Under the circumstances currently prevailing in many developing countries, the provision of clean water and of facilities for excrete disposal will by themselves not solve the problem. More important are measures which promote personal hygiene and better hygienic practices in the matter of food handling and child feeding. Currently there is a great deal of intra-household contamination of foods through unhygienic practices of storage and handling of food, and as long as these persist heavy investment in programmes for providing safe water and excrete disposal facilities alone will not yield dividends.

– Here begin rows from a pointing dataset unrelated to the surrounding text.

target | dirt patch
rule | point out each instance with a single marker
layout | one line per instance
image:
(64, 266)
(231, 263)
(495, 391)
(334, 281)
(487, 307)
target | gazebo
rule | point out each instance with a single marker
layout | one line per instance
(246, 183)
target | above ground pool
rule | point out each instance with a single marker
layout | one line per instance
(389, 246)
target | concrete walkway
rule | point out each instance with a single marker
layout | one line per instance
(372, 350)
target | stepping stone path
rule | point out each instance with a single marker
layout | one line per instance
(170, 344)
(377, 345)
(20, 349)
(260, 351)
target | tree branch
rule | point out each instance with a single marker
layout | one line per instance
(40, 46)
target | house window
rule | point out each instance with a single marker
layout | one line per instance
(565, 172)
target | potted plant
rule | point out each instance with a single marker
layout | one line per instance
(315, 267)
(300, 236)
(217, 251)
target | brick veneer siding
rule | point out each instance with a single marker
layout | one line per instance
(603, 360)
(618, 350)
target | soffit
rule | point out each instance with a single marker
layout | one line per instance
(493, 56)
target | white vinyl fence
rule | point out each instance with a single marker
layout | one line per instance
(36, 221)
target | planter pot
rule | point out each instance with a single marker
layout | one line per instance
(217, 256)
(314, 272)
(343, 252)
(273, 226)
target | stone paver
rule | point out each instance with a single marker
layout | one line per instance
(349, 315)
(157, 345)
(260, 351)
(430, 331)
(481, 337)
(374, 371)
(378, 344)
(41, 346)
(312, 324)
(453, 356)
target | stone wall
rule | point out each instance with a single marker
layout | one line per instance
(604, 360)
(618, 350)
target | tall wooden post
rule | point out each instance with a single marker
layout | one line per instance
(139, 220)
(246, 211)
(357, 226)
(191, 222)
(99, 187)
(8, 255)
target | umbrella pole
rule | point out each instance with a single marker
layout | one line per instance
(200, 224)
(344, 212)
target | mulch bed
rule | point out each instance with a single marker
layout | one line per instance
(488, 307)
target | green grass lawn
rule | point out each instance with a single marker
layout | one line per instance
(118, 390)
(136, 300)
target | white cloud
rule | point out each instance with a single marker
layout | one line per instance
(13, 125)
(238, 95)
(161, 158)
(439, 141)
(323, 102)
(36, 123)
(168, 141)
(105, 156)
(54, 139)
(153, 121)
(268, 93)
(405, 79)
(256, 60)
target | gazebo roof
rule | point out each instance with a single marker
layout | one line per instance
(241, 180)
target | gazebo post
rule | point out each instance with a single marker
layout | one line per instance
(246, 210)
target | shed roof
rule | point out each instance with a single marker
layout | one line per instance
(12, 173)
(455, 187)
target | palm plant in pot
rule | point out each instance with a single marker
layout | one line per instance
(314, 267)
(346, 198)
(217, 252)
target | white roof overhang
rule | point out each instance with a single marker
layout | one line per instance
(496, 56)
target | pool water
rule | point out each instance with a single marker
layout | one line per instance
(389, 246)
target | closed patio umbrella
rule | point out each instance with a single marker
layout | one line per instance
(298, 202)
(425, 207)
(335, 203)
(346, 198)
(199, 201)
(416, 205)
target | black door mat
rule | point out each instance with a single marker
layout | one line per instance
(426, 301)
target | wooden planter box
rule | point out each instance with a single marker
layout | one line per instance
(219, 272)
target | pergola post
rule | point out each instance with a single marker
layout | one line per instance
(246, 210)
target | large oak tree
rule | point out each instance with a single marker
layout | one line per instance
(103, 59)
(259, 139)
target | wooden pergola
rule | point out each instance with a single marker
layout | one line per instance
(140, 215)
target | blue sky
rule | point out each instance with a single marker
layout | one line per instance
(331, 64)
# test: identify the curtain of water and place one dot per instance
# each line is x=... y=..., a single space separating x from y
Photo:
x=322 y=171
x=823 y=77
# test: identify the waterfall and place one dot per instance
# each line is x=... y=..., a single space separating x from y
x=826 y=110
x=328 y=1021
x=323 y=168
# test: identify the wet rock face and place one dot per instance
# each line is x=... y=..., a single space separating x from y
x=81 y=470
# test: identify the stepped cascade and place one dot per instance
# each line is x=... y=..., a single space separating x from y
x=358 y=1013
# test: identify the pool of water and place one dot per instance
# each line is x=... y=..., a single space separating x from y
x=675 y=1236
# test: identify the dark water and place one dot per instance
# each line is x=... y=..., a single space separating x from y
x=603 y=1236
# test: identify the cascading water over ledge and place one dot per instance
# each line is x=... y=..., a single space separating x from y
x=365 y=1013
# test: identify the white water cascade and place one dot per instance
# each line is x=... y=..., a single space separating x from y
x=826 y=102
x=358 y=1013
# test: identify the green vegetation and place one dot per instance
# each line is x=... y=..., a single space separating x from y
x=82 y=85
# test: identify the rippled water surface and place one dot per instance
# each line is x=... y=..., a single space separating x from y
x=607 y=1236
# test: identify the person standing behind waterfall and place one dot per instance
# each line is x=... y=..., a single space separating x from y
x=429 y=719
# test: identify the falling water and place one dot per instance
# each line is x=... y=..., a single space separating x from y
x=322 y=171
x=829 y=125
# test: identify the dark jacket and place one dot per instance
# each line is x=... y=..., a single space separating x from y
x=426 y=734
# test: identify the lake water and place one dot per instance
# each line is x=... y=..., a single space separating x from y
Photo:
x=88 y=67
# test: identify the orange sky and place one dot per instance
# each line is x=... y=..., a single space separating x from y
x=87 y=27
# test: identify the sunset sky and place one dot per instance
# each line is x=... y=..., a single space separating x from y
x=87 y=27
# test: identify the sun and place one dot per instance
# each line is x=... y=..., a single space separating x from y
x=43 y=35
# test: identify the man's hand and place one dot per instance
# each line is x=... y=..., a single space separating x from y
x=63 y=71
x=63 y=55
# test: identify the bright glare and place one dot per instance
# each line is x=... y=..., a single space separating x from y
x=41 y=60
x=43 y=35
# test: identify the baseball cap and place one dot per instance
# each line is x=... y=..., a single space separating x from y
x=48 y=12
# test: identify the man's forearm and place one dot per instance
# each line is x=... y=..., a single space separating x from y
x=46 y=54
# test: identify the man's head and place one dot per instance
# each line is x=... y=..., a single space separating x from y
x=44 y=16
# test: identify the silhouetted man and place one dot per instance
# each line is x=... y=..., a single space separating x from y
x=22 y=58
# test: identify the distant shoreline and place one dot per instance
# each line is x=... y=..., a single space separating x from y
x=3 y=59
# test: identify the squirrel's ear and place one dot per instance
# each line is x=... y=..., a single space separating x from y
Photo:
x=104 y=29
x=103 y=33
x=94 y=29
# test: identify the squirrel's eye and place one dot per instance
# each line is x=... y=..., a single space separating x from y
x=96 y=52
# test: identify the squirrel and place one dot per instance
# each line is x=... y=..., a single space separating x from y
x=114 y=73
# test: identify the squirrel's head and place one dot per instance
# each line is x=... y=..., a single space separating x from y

As far as infants are concerned, one step which more than any other can help minimize diarrhoea is encouraging mothers to feed their infants exclusively on breast milk (ideally for the first half of their infancy, at least for four months). Given the present circumstances, it is best for the poor urban slum dweller to avoid commercial milk foods, the use of which calls for considerable precautions. Health workers could at least educate mothers about simple methods of avoiding food contamination through better storage of cooked foods and better handling. They should learn the more effective use of locally available inexpensive foods for feeding their children.

The prevention and control of diarrhoeal diseases in children is a major challenge to health agencies of developing countries. There are unfortunately no instant remedies, short cuts, or magic solutions. The problem will not be solved with crisis management strategies alone. It will be met only if the basic factors involved are addressed adequately.